United thee to one who came
To save the fallen souls from Evil's plan
Of taking human souls to shame.

And he it was who led you all that came
For life eternal, -holy, -pure!
And gave you rest in Heaven's enduring name
And sacred blessings ever sure!

Thy body rests upon the sacred sands
Of Swargadwar near the sea,
Oh! Hundreds come to thee from distant lands
T' enjoy a holy, thrilling glee!

The waters roar and storming winds assail
Thy ears in vain, Ah! Vaishnava soul!
The charms of Brindaban thy heart regale,
Unknown the wheel of time doth roll!!

He reasons ill who tells that Vaishnavas die
When thou art living still in sound.
The Vaishnavas die to live and living try
To spread a holy life around!

Now let the candid man that seeks to live
Follow thy way on shores of time,
Then posterity sure to him will give
Like one song in simple rhyme!
Despite the various controversial issues I have highlighted about Bhaktivinoda Thakur's life, which would certainly make it seem as though I am making an attempt to undermine his reputation, I don't see things that way. I continue to think of him as a really amazing person and definitely one of those highly accomplished individuals who manages to juggle a responsible career with copious intellectual creativity on the side. In short, an inspiration to me spiritually.

Those who worked in the Indian Civil Service were frequently such accomplished men, whether British or Native. Bhaktivinoda Thakur's appeal to his employers consisted of far more than his academic credentials -- for he had few. It seems that he was able to converse with them in an intelligent way.

He was writing English poetry in a very sophisticated classical style even at 17, He wrote his Poriade in two parts and published it, and proudly gave it to whomever he met, like Raj Mehtab of Burdwan, and Alexander Duff..

His reading was very extensive. He pretty much went through everything that was available. It does not seem that British India was very far behind developments in English thought and literature of the time,

It is something of a wonder that he did not go the way of all the people who surrounded him, contemporaries like Keshub Chandra Sen, Dwijendranath Tagore, Satyendranath Tagore, Nabagopal Mitra,, etc., and become a figure remembered by Bengalis to this day as a part of the Bengal Renaissance. For most Bengalis, Chaitanya Vaishnavism was part of the problem, something that belongs to the superstitious past and is certainly not something that reveals the highest ideals or concepts of human development.
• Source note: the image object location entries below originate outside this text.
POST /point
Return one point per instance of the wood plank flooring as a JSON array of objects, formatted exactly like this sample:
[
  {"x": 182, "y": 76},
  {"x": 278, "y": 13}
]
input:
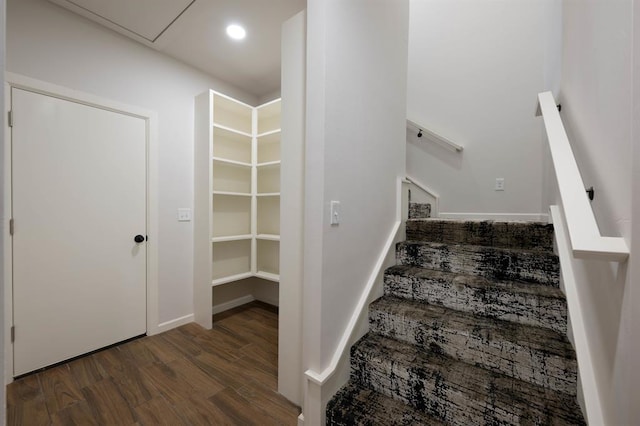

Well, that is our subject when we talk about Bhaktivinoda. As people who take the essence through the natural revelation that comes through sahaja-samadhi, we are bound to extract the essence from Gaudiya Vaishnavism. That is the intellectual task that he set for us. He would accept, I should think, the critiques as necessary for progressive thought.

See also this article from 2007,


Prem Prakash said…
Reading Thakurji, it seems he was able to appreciate the intellectual and aesthetic strengths of the Western culture which exercised such an influence on him and his surroundings. Rising above his social world, he recognized much its showllowness, finding the greater wisdom and beauty of Vedic culture. What a true Paramahamsa, capable of crossing a seemingly insurmountable ocean of misunderstanding, drinking the milk out of the Yamuna and the Thames.